Organoids need a continuous feed of fresh nutrients and waste removal as the culture expands in size and since they are not vascularized, as suggested in your question. There are 3 recommendations that have been used for this purpose:
- Researchers have been successfully culturing and maintaining organoids embedded in Corning Matrigel matrix droplets which are then suspended in media in Corning Spinner Flasks. Lancaster and Knoblich maintained cerebral organoids of 4 mm in size for up to 15 months. Please refer to the protocol in this paper.
- We have successfully cultured intestinal organoids by frequently (2 to 3 times a week) changing the media for 2 mm organoids and maintained them for up to 6 weeks. McCracken et. al., passaged these organoids for up to 140 days using this protocol.
- Perfusion is an option that can continuously replenish the nutrients and remove wastes and is more increasingly utilized in organ-on-chip cultures to maintain all the nutrients, growth factors, metabolites in a constant equilibrium once optimized so cultures can be maintained much longer than static cultures.
Is there an efficient way to make organoids compatible with a high throughput drug screening environment?

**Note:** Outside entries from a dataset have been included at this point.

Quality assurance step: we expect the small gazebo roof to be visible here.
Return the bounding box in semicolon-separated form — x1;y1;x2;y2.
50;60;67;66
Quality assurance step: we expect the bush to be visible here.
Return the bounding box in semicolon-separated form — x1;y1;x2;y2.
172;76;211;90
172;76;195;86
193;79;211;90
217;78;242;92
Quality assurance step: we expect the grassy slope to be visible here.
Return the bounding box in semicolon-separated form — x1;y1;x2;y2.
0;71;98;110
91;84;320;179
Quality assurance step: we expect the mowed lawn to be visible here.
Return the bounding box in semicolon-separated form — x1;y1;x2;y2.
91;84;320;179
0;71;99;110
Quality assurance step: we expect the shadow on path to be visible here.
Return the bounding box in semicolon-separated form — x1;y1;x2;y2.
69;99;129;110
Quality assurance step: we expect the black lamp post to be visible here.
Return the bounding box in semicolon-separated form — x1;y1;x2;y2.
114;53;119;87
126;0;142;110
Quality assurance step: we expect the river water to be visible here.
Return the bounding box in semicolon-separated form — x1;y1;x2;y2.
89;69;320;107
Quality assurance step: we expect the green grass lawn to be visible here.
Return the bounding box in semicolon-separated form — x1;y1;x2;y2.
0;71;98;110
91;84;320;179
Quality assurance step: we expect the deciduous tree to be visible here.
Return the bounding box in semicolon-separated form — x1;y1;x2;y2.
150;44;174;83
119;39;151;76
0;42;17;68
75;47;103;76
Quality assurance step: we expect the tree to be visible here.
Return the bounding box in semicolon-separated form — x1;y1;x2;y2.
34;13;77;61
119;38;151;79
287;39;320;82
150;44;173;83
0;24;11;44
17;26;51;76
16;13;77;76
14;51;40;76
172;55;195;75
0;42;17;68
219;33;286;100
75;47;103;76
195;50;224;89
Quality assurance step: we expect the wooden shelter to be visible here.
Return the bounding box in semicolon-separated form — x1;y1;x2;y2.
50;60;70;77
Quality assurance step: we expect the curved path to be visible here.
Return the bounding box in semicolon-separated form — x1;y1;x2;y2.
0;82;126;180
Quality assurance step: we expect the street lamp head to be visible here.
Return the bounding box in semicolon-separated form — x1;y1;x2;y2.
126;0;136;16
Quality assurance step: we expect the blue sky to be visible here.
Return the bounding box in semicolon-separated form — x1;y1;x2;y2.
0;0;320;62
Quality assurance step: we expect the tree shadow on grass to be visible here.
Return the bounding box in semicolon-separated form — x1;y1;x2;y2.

High-throughput screening with organoids is an emerging technology and scientists are looking for efficient ways to address it. Corning® Matrigel® matrix is the matrix of choice for organoid workflows and lends itself well to the growth of various types of organoids. There are two commonly used methods to dispense organoids in HTS formats; a “sandwich method” wherein the matrix is dispensed into the plate-format of choice and allowed to polymerize. Next, the organoid cell suspension is mixed with a dilution of matrix and dispensed on top of the polymerized layer and allowed to incubate for an additional duration (Cell 2015 161, 933–945). The other option is to mix the organoid cells with Matrigel® matrix and dispense it into HTS-format of interest using a robotic platform while the plates are kept on a cool rack (Journal of Biomolecular Screening 2016 Vol. 21(9) 931–941). They were then pre-cultured for a few days before challenged with drug compounds. We have also had success with utilizing Corning 96-well spheroid microplates to differentiate iPSC spheroids and then overlay with Corning Matrigel matrix. This method allows for a single organoid to form in each well. An imaging-compatible plate format is ideal if the end-point is microscopy; Corning offers a variety of imaging-compatible plate formats that are either round-bottomed, flat bottom or spheroid bottom. Often, researchers also use viability assays also to assess drug toxicity in these 3D cultures.